Last week Apple unexpectedly unveiled a developer preview of its next-generation OS X, 10.8 'Mountain Lion.' Apple promises that the final code will be available for Mac owners to install onto their Macs come summer, which is likely to be well ahead of Microsoft's release of Windows 8.
That alone could give Apple a small advantage over the Redmond behemoth, but with 'Mountain Lion' Apple has another ace up its sleeve, and it's one that could give it a significant advantage over Microsoft and make this release for OS X the most important OS to come out of Apple since iOS was unveiled.
But that secret weapon isn't what you think it is.
Many people seem to think that Apple's 'secret sauce' advantage over Microsoft is that it controls both the hardware and the software, allowing it to bring to customers a controlled experience that Microsoft working through OEMs can't match.

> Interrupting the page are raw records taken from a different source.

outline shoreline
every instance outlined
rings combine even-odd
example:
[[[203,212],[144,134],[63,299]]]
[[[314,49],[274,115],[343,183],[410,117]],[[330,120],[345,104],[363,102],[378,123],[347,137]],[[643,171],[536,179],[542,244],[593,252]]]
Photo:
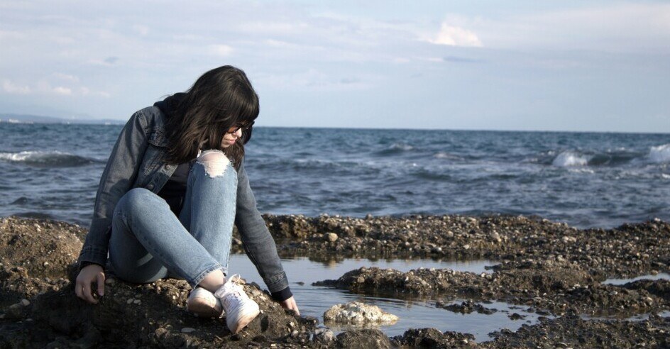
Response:
[[[430,294],[469,300],[456,306],[436,304],[444,311],[472,311],[485,307],[490,301],[502,301],[528,307],[542,317],[537,324],[524,325],[515,332],[498,331],[492,340],[480,343],[468,333],[449,332],[448,324],[410,330],[392,338],[378,330],[350,330],[328,340],[317,335],[317,319],[285,314],[273,308],[275,304],[263,292],[248,285],[246,289],[261,304],[266,323],[263,327],[262,321],[253,321],[243,331],[245,334],[234,336],[220,323],[184,319],[190,287],[178,280],[141,286],[116,282],[108,284],[106,292],[114,297],[104,297],[98,306],[84,304],[72,296],[68,281],[72,276],[68,275],[86,230],[64,222],[9,217],[0,218],[0,340],[21,346],[35,340],[39,328],[46,333],[40,346],[109,345],[114,343],[111,340],[121,340],[138,346],[190,343],[199,347],[334,348],[361,343],[361,338],[381,347],[385,343],[456,348],[670,344],[666,338],[670,318],[654,315],[670,311],[670,281],[603,284],[611,277],[670,272],[670,224],[660,220],[612,229],[577,229],[539,218],[504,216],[263,218],[281,257],[314,260],[485,258],[498,263],[490,274],[482,275],[444,269],[401,272],[363,267],[316,284],[366,294]],[[243,252],[236,233],[233,252]],[[131,299],[128,304],[133,305],[127,306]],[[22,299],[31,305],[16,306]],[[645,320],[626,320],[647,314],[651,315]],[[603,316],[610,318],[600,318]],[[130,332],[114,332],[110,321]],[[91,324],[77,329],[84,323]],[[198,331],[180,331],[184,326]]]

That's certainly an advantage, but most consumers aren't switched on enough to recognize the advantage that this offers. Others seem to think that it's the excellent customer service the company offers. Again, that certainly helps, but if good customer service were paramount, companies offering bad service would have hit a wall a long time ago.

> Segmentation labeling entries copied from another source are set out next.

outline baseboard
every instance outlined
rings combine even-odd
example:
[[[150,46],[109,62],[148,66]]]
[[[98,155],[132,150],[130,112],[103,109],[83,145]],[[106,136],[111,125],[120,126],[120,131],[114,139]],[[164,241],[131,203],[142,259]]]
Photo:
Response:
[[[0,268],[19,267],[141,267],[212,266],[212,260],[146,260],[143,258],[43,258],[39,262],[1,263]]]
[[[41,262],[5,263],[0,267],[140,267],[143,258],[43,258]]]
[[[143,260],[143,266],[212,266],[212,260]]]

And then there are those that think that Apple's power lies in the healthy profit margin it commands for its hardware that's allowed it to accumulate billions in the bank, giving it the opportunity to step outside of the mass market and offer something better (or at least different).
Again, I'm sure that this helps in that it's allowed Apple to be innovative and take chances when bringing a product to market, but there's a big difference between bringing a new product to market and selling said product.
So what is this secret weapon that Apple is bringing to the table with OS X 10.8 that gives it an advantage over Microsoft's Windows 8?
One word - integration.
I've been using Microsoft's developer preview of Windows 8 a lot, and I like it. But there's a big (but at the same time, subtle) difference between Windows 8 and OS X 10.8. Windows is still very much an operating system, in that it's a foundation that users can build upon.
While there are basic features built into the platform, it's very much up to the end user to decide what to do with the tool they've been given. And this means hours of painstaking downloading and setting up.
'Mountain Lion' offers a different approach. Rather than being just an operating system that people can build on, OS X 10.8 will very much be a platform (very much like iOS) that tightly integrates services such as iMessage, Reminders, iCloud and Game Center that millions of people are already using on iOS devices directly into the desktop or notebook.
There will be no need to download anything and configuration begins and ends with users putting entering in their Apple ID and password. There's massive pool of iOS users who are going to find it incredibly compelling to have the exact same features that they are already used to on their iDevice built directly into the OS X platform, and have them a click away.
The price to pay to have all these services work seamlessly between desktop and mobile? Mac and iDevice ownership.
Apple has sold more iOS devices in the past year than it has sold Macs in 28 years, and that's given the company an amazing opportunity. It is now in a position to leverage this enormous mobile platform user base and use it to boost Macs sales by tempting them with total integration.
No matter whether you're in front of an iPhone, an iPad, an iPod touch or a Mac, you have access to all your information, reminders and messages. What better marketing tool can you think of for new OS X features (and new Macs) than having millions of people already using those exact same services and features on their iOS devices? Apple isn't integrating new, experimental features into the OS, but stuff that people already know and love.
Microsoft has its own platforms in the form of Live services, and it has millions of users, but the diverse nature of Windows means that people are using a wide range of services from a myriad of providers. Apple, by putting tools such as iMesaage and iCloud right at user's fingertips, gave them an easy choice, and as a result has picked up a following of millions in a short period of time.
Apple's approach is also cleaner in that there's no seizure-inducing advertising plastered everywhere like here is all over the place with Live services. While Microsoft and OEMs are busy filling Windows with ugly revenue-generating ads and crapware, Apple's solutions are clean and focused, allowing users to focus on the tasks at hand rather than being distracted by some animated annoyance. This might seem more like a nitpick, but there's a lot to be said for a clean, distraction-free user interface.
I don't usually make predictions unless I'm pretty confident of them coming true, but I'm willing to make a prediction related to OS X 10.8. Here it is - OS X 10.8 will be the biggest, most important OS release that Apple has seen since the release of iOS (which was called iPhone OS back then), and it will push Mac sales to a whole new level.
Which approach do you think is best? Apple's clean, crisp, integrated approach to services, or Microsoft's build your own platform and services that are crammed with annoying ads?